Put the milk or water in a large bowl and sprinkle with yeast. Let it stand for a few minutes, then stir to dissolve. Add the flour, sugar, butter, egg (if you want to leave it out, cut back the flour by about 1/4 cup) and salt and stir by hand or with the dough hook attachment of your stand mixer until you have a soft dough. Knead by hand or using the dough hook attachment of your stand mixer for about five minutes, or until it’s smooth and elastic – it should still be quite tacky, it will smooth out as it rises. Put the dough back in the bowl, cover with a towel and let rise in a warm place for an hour or so, until about doubled in size.

In a small bowl, stir together the soft butter, brown sugar and cinnamon. Roll the dough out into a 12x16-inch rectangle, spread with the butter-sugar mixture, and cut lengthwise into four strips. Roll up one of the strips, then move it over to the end of another strip of dough, pinch the ends of the dough together or overlap them slightly (it doesn’t need to be perfect) and continue rolling the strip, adding the remaining two strips, making one giant roll.

Transfer to a buttered or parchment-lined nine-inch round baking dish or ovenproof skillet. Cover and let it rise for another hour, until it’s puffier. (Or cover and refrigerate overnight, then take it out in the morning to warm up as you preheat your oven.)

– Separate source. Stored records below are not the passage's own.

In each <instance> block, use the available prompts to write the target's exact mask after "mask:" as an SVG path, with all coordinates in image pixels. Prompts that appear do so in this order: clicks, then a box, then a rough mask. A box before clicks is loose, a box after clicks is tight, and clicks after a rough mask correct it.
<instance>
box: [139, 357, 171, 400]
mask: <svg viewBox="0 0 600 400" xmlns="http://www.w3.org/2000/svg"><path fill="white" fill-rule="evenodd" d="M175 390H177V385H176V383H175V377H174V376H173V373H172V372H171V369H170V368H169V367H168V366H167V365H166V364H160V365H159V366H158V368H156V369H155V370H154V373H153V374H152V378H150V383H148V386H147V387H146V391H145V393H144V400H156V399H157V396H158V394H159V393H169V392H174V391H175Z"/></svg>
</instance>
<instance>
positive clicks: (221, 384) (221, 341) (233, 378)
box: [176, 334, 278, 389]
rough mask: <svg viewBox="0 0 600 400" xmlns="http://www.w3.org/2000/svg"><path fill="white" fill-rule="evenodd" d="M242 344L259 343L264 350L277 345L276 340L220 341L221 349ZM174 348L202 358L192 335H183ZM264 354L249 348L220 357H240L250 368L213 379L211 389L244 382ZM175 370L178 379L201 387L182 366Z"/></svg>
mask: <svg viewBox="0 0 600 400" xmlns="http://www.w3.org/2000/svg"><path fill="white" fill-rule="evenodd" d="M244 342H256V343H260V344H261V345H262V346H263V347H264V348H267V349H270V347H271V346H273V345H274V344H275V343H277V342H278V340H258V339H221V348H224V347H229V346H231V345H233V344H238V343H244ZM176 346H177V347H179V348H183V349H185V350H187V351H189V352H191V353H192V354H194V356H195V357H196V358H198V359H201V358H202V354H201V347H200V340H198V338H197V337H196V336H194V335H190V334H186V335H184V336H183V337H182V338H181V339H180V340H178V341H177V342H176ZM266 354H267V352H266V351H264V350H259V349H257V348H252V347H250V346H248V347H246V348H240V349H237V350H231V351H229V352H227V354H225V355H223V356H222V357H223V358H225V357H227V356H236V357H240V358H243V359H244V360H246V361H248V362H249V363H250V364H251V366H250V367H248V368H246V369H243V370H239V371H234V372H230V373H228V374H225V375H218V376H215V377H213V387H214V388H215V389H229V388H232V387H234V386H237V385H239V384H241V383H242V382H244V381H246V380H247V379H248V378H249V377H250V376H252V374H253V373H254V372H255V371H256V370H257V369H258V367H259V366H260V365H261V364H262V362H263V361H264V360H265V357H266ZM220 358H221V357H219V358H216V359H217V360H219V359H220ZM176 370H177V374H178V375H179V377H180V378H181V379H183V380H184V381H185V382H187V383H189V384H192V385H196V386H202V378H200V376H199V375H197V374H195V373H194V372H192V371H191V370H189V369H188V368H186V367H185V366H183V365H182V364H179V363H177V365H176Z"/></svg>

When you’re ready to bake, preheat the oven to 350 F. Bake the giant roll for 30-40 minutes, checking halfway and covering loosely with foil if it’s browning too quickly, until deep golden and puffed. Whisk together the melted butter, icing sugar, milk and vanilla, adding a bit more liquid or sugar as needed so that it has the consistency of heavy cream, and drizzle it over the bun while it’s still warm. Serves 4-6 (or 1).